It isn't often that a city gets a gift that promises to pay at least $4.75 million a year in local taxes, creates jobs, pollutes far less and gives the city about 40 acres of land it can use to open the harbor to more public access while developing other tax-paying, job-creating businesses.
If Footprint Power's plans are approved by a myriad of state agencies, that is what the City of Salem is getting from the plans by the Bridgewater, NJ firm for a new 630-megawatt natural gas electric generation plant to be built on the site of the old .
"The world has completely changed with these guys coming in," said Lauren Liss, an environmental attoney representing Footprint.
In its first formal presentation on the proposed natural gas plant, received a relatively warm welcome from the handful of Salem residents who showed up for the morning meeting. The executives were asked numerous questions from residents, other state agency officials and representatives of environmental groups. No speaker demanded that the city or state stop Footprint from building the proposed natural gas plant within blocks of Derby Street residents.
Salem City Planner Lynn Duncan said the city is pleased that Footprint will demolish the old Salem Power Plant and clean up the 64-acre site.
"We are excited to work with the city," said Peter Furniss, CEO of Footprint.
$4.75 Million in Taxes And More
The Footprint executives said the company would pay at least the $4.75 million that Dominion has paid to the city in the past several years.
The plant might generate more. Furniss and Silverstein said that would be the subject of negotiations with the city.
In a one-year agreement for this year, Dominion Energy is paying the city $3 million less. It will pay $1,490,500 in property taxes and $259,500 as a host fee for a total of $1.75 million.
And the threat to the city was that when Dominion closed its last unit in 2014, it would pay the city almost no taxes. For five years, any loss in revenues for the city will be made up by the state from a special regional fund created by energy companies.
But Mayor Kimberley Driscoll has warned that without something like the natural gas plant, the city could face a $5 million shortfall in coming years.
In addition to the property taxes, the natural gas plant, built on 20 of the 64-acre site, would leave open almost 40 acres for new commercial development.
Boston Needs the Electricity
Under the Footprint plan, the old plant would be torn down after its last unit closes in May of 2014. And in its place Footprint would build a new plant that would supply electricity to the New England grid and particularly to a electricity needy Boston.
The new plant, which would be used only when the New England electric grid operator calls on it, can get 300 megawatts of generating power started in 10 minutes, the full 630 megawatts within one hour.

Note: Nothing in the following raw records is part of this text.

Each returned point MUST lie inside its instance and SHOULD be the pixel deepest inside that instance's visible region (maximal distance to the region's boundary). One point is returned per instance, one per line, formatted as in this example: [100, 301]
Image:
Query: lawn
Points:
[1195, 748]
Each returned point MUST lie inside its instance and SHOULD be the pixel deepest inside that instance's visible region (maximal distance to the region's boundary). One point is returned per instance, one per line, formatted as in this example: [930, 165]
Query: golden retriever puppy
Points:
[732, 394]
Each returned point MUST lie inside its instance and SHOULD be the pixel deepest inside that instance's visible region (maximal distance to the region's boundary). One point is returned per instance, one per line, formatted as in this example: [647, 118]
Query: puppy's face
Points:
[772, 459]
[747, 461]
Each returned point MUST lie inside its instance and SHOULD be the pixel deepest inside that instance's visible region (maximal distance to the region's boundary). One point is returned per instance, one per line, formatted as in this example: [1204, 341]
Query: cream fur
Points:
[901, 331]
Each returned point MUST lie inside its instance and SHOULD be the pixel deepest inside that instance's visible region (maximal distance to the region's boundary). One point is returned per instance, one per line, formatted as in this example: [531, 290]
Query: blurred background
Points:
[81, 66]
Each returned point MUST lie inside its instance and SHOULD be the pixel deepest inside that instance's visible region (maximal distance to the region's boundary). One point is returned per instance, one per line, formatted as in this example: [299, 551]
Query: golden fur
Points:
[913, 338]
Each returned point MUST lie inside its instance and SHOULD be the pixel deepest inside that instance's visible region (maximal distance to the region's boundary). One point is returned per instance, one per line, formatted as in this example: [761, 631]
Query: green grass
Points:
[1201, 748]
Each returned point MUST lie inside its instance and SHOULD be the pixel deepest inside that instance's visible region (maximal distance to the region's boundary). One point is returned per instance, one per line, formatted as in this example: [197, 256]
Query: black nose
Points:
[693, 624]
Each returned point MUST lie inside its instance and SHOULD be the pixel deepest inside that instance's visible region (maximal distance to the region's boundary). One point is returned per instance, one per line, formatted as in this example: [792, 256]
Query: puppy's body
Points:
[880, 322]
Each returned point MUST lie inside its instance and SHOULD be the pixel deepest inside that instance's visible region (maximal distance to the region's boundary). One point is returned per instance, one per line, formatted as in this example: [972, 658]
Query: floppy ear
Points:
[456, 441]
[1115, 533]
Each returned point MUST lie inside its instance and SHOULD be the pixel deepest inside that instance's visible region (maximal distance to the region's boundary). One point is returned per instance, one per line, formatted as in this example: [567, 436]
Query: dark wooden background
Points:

Older plants require about 10 hours to start generating power.
The plant is adjacent to a large National Grid switching station, which will convert the generated electricity. And it is within two miles of a huge natural gas pipeline, owned by Spectra, that brings gas from Canada to New England.
The proximity to both the pipeline and the switching station make the natural gas plant feasible, Furniss said.
Footprint said the new plant will have far less impact on the environment than the old plant. Instead of using 110 million gallons of water from the harbor each day, the new plant, which uses air instead of water to cool itself down, will use almost none. That is bad news for fishermen who like to catch fish attracted to the heated water the plant now pumps back into the harbor, but it is good for the overall health of the harbor, they said.
The plant will also have to comply with new, stricter air quality standards. The new plant, Furniss said, would not pollute the air nearly as much as the existing plant.
40 Acres of Harborfront to Develop
City officials, residents and the power company executives seemed most pleased that the new plant will open about two-thirds of the site closest to downtown for future development.
The power officials said they have no idea what that new development would look like. Under the current harbor plan, it would have to be marine-related businesses.
Silverstein said Footprint is pleased to reopen the Salem Harbor to public access. "Salem Harbor is the city's greatest natural resource. We are excited that we are the ones who will allow Salem to turn back to the harbor. For years, the harbor has been blocked off by a chain link fence."